Mengapa Putus Cinta Begitu Sulit — 10 Alasan Anda Mungkin Berjuang Melawan Patah Hati

Putus cinta, ya kan? Memahaminya seperti mencoba melepaskan lilitan kabel earphone — membuat frustrasi, berantakan, dan selalu berakhir dengan simpul. Jadi, mengapa begitu sulit untuk putus dengan seseorang? Rasanya kita semua terjebak dalam labirin emosional ini, bertanya-tanya bagaimana kita sampai di sini, bagaimana mantan kita bisa move on begitu cepat , dan apakah ada kode curang untuk mempermudahnya. Dalam dunia patah hati, ternyata tidak ada jawaban yang cocok untuk semua orang.

Seperti yang dikatakan pengguna Reddit ini yang sedang patah hati karena putus cinta, “Sudah sekitar 6 bulan pasca putus, sebagian besar saya sudah kembali seperti semula, saya bahkan sudah mulai keluar lagi. Mengapa saya menangis hingga jam 3 pagi karena dia sekarang? Saya tahu ini adalah kesedihan sementara, tetapi saya berharap saya mengerti dari mana asalnya. Setidaknya, sekarang saya bisa mengatakan bahwa saya tidak merindukannya dan benar-benar bersungguh-sungguh. Saya tidak sabar untuk menemukan cinta yang memang ditakdirkan untuk saya.”

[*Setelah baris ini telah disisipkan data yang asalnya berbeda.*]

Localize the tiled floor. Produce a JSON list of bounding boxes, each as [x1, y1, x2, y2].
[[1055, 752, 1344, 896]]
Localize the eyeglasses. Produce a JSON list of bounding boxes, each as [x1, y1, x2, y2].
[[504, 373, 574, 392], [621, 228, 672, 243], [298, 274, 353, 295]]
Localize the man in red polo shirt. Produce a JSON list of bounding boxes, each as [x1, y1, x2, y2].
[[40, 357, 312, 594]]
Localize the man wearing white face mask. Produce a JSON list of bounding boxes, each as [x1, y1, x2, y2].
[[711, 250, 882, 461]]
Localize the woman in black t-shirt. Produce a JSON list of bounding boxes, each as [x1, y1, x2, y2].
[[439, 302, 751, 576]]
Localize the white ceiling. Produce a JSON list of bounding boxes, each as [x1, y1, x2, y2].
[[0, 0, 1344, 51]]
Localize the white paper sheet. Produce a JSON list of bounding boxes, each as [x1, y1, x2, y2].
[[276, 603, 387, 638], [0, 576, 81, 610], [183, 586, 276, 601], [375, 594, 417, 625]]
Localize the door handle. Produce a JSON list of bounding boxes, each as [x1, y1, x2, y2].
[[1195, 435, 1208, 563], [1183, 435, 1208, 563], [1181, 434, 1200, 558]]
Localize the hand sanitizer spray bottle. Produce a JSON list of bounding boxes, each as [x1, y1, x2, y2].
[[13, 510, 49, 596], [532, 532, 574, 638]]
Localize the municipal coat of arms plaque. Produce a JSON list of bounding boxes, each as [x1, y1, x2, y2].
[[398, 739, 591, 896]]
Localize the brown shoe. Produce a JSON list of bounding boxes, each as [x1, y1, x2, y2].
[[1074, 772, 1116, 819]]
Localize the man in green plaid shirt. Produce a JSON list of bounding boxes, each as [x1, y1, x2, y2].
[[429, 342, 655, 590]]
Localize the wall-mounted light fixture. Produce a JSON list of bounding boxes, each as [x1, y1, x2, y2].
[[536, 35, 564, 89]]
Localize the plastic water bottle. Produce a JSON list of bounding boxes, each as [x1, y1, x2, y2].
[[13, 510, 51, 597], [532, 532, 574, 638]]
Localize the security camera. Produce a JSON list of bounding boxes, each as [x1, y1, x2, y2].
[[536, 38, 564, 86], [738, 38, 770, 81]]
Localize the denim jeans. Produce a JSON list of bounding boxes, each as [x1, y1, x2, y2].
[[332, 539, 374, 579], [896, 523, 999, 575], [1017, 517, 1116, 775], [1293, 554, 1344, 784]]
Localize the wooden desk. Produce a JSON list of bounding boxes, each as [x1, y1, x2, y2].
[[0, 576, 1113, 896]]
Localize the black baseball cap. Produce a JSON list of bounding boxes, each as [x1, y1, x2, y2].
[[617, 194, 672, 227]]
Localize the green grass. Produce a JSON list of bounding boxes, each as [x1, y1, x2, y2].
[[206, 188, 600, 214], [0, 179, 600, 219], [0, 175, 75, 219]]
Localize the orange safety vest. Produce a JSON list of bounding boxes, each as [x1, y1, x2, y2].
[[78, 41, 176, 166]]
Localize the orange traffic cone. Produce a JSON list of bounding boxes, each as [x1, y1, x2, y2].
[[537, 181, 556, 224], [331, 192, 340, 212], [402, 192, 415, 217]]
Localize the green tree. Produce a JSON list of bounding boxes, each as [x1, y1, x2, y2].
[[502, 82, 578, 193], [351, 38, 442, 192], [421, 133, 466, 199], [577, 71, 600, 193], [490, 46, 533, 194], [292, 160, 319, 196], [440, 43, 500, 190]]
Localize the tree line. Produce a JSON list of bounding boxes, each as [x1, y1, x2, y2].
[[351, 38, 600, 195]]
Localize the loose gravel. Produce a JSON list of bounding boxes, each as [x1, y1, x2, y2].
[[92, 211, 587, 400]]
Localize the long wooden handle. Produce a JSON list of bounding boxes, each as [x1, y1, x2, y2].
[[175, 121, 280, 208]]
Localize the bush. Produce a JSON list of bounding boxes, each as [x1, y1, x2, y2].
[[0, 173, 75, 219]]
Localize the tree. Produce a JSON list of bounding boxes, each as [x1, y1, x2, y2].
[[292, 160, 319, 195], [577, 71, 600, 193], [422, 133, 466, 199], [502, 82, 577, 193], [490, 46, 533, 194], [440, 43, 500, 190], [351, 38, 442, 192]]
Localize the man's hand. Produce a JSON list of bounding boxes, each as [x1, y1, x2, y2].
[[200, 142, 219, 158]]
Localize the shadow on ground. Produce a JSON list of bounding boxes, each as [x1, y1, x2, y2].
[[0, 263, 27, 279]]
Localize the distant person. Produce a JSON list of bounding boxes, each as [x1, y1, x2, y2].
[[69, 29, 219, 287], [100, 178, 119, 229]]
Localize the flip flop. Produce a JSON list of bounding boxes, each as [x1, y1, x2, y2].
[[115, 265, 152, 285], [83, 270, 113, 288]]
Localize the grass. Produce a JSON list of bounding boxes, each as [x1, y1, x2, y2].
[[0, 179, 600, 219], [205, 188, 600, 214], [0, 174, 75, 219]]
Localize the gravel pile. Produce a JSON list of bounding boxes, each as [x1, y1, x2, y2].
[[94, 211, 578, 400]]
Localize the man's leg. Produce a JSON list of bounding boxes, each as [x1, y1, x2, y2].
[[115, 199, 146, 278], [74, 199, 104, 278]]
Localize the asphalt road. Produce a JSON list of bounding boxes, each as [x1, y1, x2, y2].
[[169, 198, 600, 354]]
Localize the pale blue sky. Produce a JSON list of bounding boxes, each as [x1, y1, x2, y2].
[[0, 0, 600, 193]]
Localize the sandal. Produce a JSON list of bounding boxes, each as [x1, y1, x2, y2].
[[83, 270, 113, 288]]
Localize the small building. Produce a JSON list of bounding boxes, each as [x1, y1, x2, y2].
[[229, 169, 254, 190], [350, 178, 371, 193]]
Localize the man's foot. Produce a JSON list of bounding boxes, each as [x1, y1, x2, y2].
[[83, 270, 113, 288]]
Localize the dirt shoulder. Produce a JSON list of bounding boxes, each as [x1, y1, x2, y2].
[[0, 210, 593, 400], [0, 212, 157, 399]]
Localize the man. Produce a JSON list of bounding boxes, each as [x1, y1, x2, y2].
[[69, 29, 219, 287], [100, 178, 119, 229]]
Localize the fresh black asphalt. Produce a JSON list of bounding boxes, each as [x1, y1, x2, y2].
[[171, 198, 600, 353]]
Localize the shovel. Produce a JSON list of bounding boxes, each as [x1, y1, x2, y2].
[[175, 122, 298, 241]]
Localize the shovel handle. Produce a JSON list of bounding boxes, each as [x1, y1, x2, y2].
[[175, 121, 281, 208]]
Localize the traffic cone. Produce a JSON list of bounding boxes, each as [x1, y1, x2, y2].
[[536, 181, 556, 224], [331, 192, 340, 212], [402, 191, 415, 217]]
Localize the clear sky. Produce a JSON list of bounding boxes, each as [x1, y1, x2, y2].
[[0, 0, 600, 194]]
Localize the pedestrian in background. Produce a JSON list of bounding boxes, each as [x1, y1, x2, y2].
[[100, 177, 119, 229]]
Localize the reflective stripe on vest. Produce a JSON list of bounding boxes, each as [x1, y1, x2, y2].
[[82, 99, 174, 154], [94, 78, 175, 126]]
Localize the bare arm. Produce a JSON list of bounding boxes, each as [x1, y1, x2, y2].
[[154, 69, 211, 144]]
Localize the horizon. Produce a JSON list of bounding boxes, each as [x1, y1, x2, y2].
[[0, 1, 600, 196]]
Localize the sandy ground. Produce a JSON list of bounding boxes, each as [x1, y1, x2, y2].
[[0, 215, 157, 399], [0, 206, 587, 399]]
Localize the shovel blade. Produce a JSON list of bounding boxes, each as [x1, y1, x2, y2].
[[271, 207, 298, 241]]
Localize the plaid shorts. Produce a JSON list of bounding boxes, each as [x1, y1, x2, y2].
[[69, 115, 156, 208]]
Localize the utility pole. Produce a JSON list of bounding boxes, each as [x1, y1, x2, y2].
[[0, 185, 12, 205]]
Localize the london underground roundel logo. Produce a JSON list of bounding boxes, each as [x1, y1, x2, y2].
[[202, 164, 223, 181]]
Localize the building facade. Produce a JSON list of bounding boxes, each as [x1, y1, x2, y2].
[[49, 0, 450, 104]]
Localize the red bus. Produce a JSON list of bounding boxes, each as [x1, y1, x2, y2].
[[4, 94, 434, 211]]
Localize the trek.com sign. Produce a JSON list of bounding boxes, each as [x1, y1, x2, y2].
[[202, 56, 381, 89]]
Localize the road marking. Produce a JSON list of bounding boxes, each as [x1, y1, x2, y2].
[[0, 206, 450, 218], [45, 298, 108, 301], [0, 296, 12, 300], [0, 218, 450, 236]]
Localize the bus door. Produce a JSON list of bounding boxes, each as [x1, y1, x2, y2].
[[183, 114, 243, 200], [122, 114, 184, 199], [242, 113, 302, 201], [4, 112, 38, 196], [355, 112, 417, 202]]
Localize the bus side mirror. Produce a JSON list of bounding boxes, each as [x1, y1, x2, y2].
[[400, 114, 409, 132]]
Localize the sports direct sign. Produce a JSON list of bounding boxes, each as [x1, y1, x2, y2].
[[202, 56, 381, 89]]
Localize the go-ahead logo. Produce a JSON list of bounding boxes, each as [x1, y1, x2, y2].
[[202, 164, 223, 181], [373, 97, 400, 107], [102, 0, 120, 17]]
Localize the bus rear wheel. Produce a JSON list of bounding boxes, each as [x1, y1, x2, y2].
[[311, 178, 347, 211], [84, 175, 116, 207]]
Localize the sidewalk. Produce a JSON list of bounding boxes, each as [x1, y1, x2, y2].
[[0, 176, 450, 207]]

Untuk wawasan yang lebih mendalam dari para ahli, silakan berlangganan ke Saluran YouTube

Jadi, siapkan senter metaforis karena kita akan membahas 10 alasan mengapa putus cinta bisa terasa seperti sedang mencoba memecahkan Rubik's Cube dengan mata tertutup. Rasanya memang berat, apalagi jika ini pengalaman pertamamu. Jadi, bersiaplah, dan mari kita telusuri psikologi putus cinta dan mengapa begitu sulit meninggalkan seseorang yang dicintai.

1. Anda melepaskan lebih dari sekedar seseorang

Saat Anda berusaha mengatasi putus cinta , ini bukan hanya tentang melambaikan tangan kepada seseorang; Anda mengucapkan selamat tinggal pada seluruh bab kehidupan Anda dan sebagian dari diri Anda sendiri. Putus cinta terasa begitu berat karena seperti menutup buku favorit, mengetahui bahwa Anda tidak akan pernah mengunjungi kembali halaman-halaman yang familiar itu. Dhriti mengatakan, “Anda tidak hanya melepaskan seseorang, Anda melepaskan semua kenangan, upaya yang telah Anda berdua lakukan, dan kemungkinan serta rencana untuk masa depan. Ini adalah kehilangan yang meliputi masa lalu, masa kini, dan masa depan.”

Bacaan Terkait: Mengapa Saya Tidak Bisa Melupakan Mantan? 10 Alasan Utama yang Harus Anda Ketahui

2. Melepaskan cinta itu seperti mengalami gejala putus obat

Dhriti mengatakan, “Cinta mengubah kimia otak Anda. Saat Anda jatuh cinta, otak Anda memproduksi oksitosin, dopamin, dan serotonin—yang memberi Anda perasaan bahagia dan gembira, seperti Anda berada di puncak dunia. Jalur penghargaan yang sama diaktifkan di otak Anda saat Anda menggunakan narkoba. Pada dasarnya, cinta itu adiktif. Anda sedang menyusun ulang kimia mental Anda setelah putus cinta.” Inilah mengapa rasa sakit akibat putus cinta adalah pengalaman yang sangat nyata dan mendalam.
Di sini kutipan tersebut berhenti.